The 2020 JRP has taken critical steps to align its objectives with the Sustainable Development Goals (SDGs), as well as with the promise of the Global Refugee and Migration Compacts, to which Jordan is a signatory. Additional steps to provide livelihood opportunities and formalize the working status of Syrian refugees will also be prioritized by expanding international support for new financing schemes. This will include expanding eligible sectors for refugee labour, allowing refugee workers to enroll in social security and other government-led mechanisms, as well as promoting self-sufficiency of workers, especially women and youth. We also look forward to the issuing of the promised directive on cash for work permits, which was to be disseminated to labour directorates in order to clarify procedures and implementation modalities.
Going forward, we will continue to emphasize our work through government-led processes and systems. This includes working with the Government to support gender-based analyses of programmes to ensure that new legislation protects workers, appropriately expands social security and social protection programs, including the National Assistance Fund, and importantly, does not inadvertently exclude women, women-headed households and women-led businesses, either for Jordanians or refugees.
Unfortunately, the reality is that the pandemic will be with us for the foreseeable future. We must remind ourselves that we are still in the midst of it, with the obligation to protect ourselves and those around us. This year more than ever, the international community needs to re-affirm its commitment to support Jordan on its trajectory to realize sustainable development, essential for its own prosperity and stability. As an international community, we must support Jordanian efforts to maintain regional security and uphold the global good. Let 2020 be a year where by working together, we once again demonstrate what a strong global partnership can achieve. Let us work together to ‘recover better’ by applying best practices, including innovations that address humanitarian needs and take advantage of recovery and development opportunities to improve the lives of refugees and Jordanians alike.
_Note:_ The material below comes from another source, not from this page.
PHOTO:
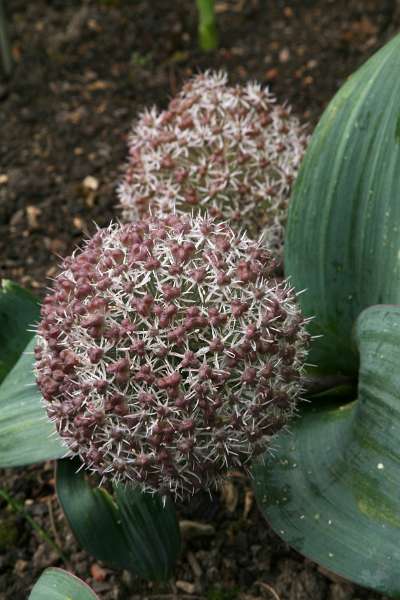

Finally, I take this opportunity to highlight that 2020 has been designated as the international year of nurses and midwives. With the additional demand that the COVID emergency has placed on the health care system, it is fitting that we recognize nurses, midwives and indeed all health workers for the hard work and sacrifices they have made over the past days, weeks and months. Thank you all health workers in Jordan, especially those on the frontlines of the COVID response for your outstanding commitment to saving lives and caring for those in need.
In closing, on behalf of the international community in Jordan, let me express my most sincere thanks to you, Prime Minister. I also wish to extend my personal thanks to you Minister Rabadi and your colleagues at the Ministry of Planning and International Cooperation, for your exemplary leadership and partnership without which our collaborative work would not be possible.